Giving some urgency to the discussion is the medical advice that those either with the virus or merely having been exposed to it, self-isolate. Sounds wise, but 3.3 million workers only get paid when they turn up to work and even though under federal awards their base pay is higher than permanent workers, it is by no means high enough to enable them to stay home for 14 days. Sure, their higher base pay, presuming their employer pays it, is supposed to cover holiday and sick leave, but generally as low-income workers they spend it on rent, food and other necessities.

Already there are reports of a casual bar tender in Tasmania going back to work while he waited for the result of his coronavirus test. Compounding the problem is the virus more commonly has mild symptoms, runny nose and the like, that as we saw in Melbourne one doctor dismissed as nothing more than a cold. In the meantime, he had treated 70 patients including a couple in a nursing home. While the Toorak doctor no doubt could afford to take time off, other health workers like cleaners and orderlies on casual shifts cannot.

At the time of writing, the government has not unveiled its package of measures to deal with the health crisis that is already rapidly becoming an economic emergency. And apart from whatever is announced, the government has spent nearly half a million dollars in Federal and High Court challenges to a ruling last year that gave casual workers at Cadbury’s chocolate factory an increase in their number of sick days. If the Morrison Government’s opposition to more generous national employment standards is a guide, it will be reluctant to be too generous now. Maybe we should forget the word “generous” and replace it with “adequate”. We shall see.

But as the ACTU’s Sally McManus pointed out in a letter to the Prime Minister last week, there is a health risk as well as an economic risk in not making it feasible for affected workers to stay home and not spread the disease further.

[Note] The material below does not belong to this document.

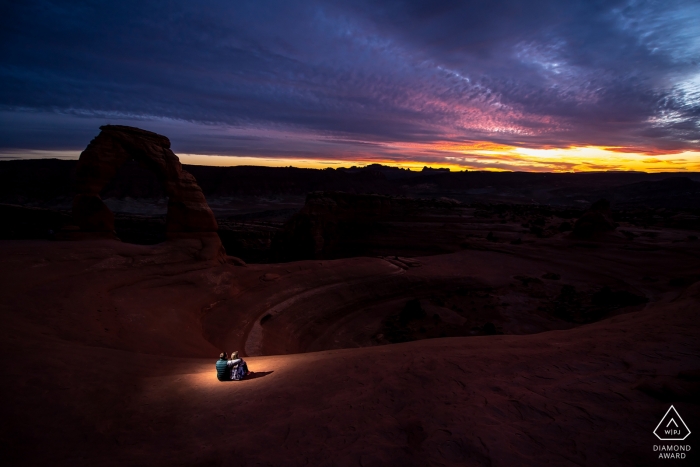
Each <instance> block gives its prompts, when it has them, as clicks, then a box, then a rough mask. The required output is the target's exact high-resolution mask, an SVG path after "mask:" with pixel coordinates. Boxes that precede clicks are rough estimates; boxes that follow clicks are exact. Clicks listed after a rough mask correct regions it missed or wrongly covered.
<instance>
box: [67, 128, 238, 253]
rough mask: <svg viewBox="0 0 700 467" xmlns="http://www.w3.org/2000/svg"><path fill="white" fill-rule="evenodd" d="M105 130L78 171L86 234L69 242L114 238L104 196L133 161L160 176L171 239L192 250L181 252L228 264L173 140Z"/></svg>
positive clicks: (136, 129) (212, 227) (210, 213)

While the Treasurer, Josh Frydenberg, according to government sources, has abandoned any hope of delivering his promised Budget surplus, he now has a new challenge: avoid a debilitating recession.

On Monday Frydenberg said Australians can be assured we are “as well prepared as any other nation in dealing with the coronavirus”. No one will be more anxious to see what that means for them than those already struggling in the gig economy when they get work, let alone when they can’t or they are prevented from turning up.